Liverpool Council to step away from operating cruise terminal

It is time for Liverpool Council to “get out of the way” and hand over the operation of its cruise terminal to the private sector according to senior officials.

After 16 years, the local authority has signalled its intent to end its tenure as the operator of the site at Princes Parade and hand over responsibility to a third-party operator. The move was first mooted in December last year and now fresh documents released by the city council have revealed how it intends to hand back its lease to Mersey Port Authority.

Cllr Harry Doyle, cabinet member for health, wellbeing and culture, said the council had reached “a point where we’re asking is it right the council delivers this when so much has changed?”

Liverpool Council has operated the terminal since 2007. A report to go to the culture select committee next week set out how due to “best value reasons” the city intends to step away from its current arrangement. 

It said, “This is to steer a new course and make way for an alternative provider so that investment and development opportunities can be secured. The Cruise Terminal currently has certain financial obligations, however by surrendering the lease the Council would have no further financial obligations or liabilities for the Cruise Liner Berth, but the City would still retain all the economic benefit.”

In December last year, Angie Redhead, the council’s head of assets, admitted it takes a “significant spend” for the city to keep the terminal afloat and as a result, after more than a decade it was a good time for the council to step away from the service, let the private sector take over and “sell high”.

Outlining the future steps, Ms Redhead told the LDRS how costs for the council had increased to around £90m. She said, “It’s always been about passenger spend.” 

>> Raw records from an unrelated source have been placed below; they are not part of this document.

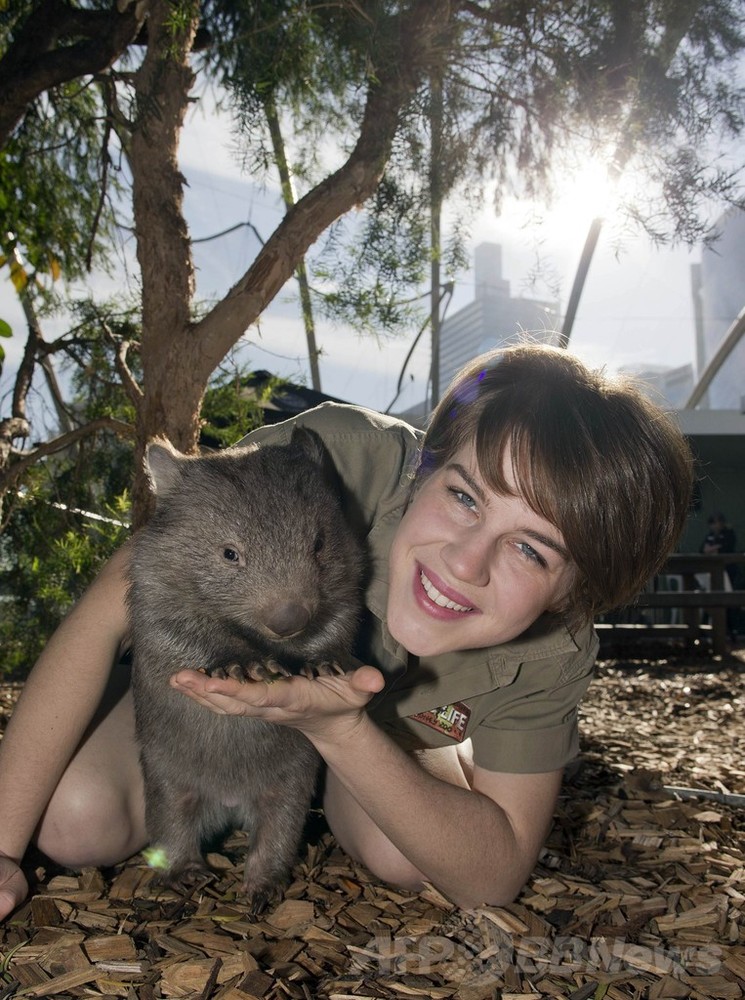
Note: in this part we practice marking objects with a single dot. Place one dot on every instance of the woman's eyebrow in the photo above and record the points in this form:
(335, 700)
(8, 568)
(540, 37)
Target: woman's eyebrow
(538, 536)
(469, 480)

She added how the coronavirus pandemic had proved to be a significant challenge for the maritime sector, placing further pressure on the council. Ms Redhead said, “We didn’t know who would fold next, the industry was decimated by covid.” 

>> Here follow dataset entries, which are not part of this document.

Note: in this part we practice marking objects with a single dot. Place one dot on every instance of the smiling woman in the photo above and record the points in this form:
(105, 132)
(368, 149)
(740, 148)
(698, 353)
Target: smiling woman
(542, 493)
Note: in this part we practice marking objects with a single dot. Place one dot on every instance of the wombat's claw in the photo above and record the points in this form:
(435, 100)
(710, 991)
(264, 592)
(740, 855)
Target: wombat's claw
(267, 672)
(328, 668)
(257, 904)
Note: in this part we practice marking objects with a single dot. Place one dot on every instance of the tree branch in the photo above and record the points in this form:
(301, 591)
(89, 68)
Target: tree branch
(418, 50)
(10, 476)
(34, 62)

The council officer said how maritime staff “didn’t know if the sector would ever recover,” and said this had been exacerbated by fuel prices as a result of the Russian invasion of Ukraine.

The report said that when the council built the cruise liner berth originally, it had been intended that a third-party would undertake the operation and take on the financial liability, but this did not materialise, leaving Liverpool in the unique position of being the only city with a council-owned and operated terminal.

Cllr Doyle said despite the council’s “grown up” decision to move away, the terminal had been a success for the city. He said, “It’s a heavily investable asset and we’re at a point where we’re asking is it right the council delivers this when so much has changed?

“Ultimately we don’t have the capital to invest in more maintenance and it will require that in the next two to three years. It’s vital for the city and we’ve taken it to a place where we’ve improved it but it needs to go further.

“It’s a perfect opportunity and we’re seizing it to allow the industry to grow in the city.”

This was echoed by his cabinet colleague, Cllr Nick Small. He said, “It’s about saying now the private sector needs to step up and we can look at other areas we can invest in. We have a strong legacy for this.

“We don’t want to crowd out private investment.”

Ms Redhead said the proposed changes would not impact cruise passengers in future, saying the only visible amendment would be “the name above the door.” She said, “It’s time for us to get out of the way.

“The private sector wants to invest in ways the council can’t.”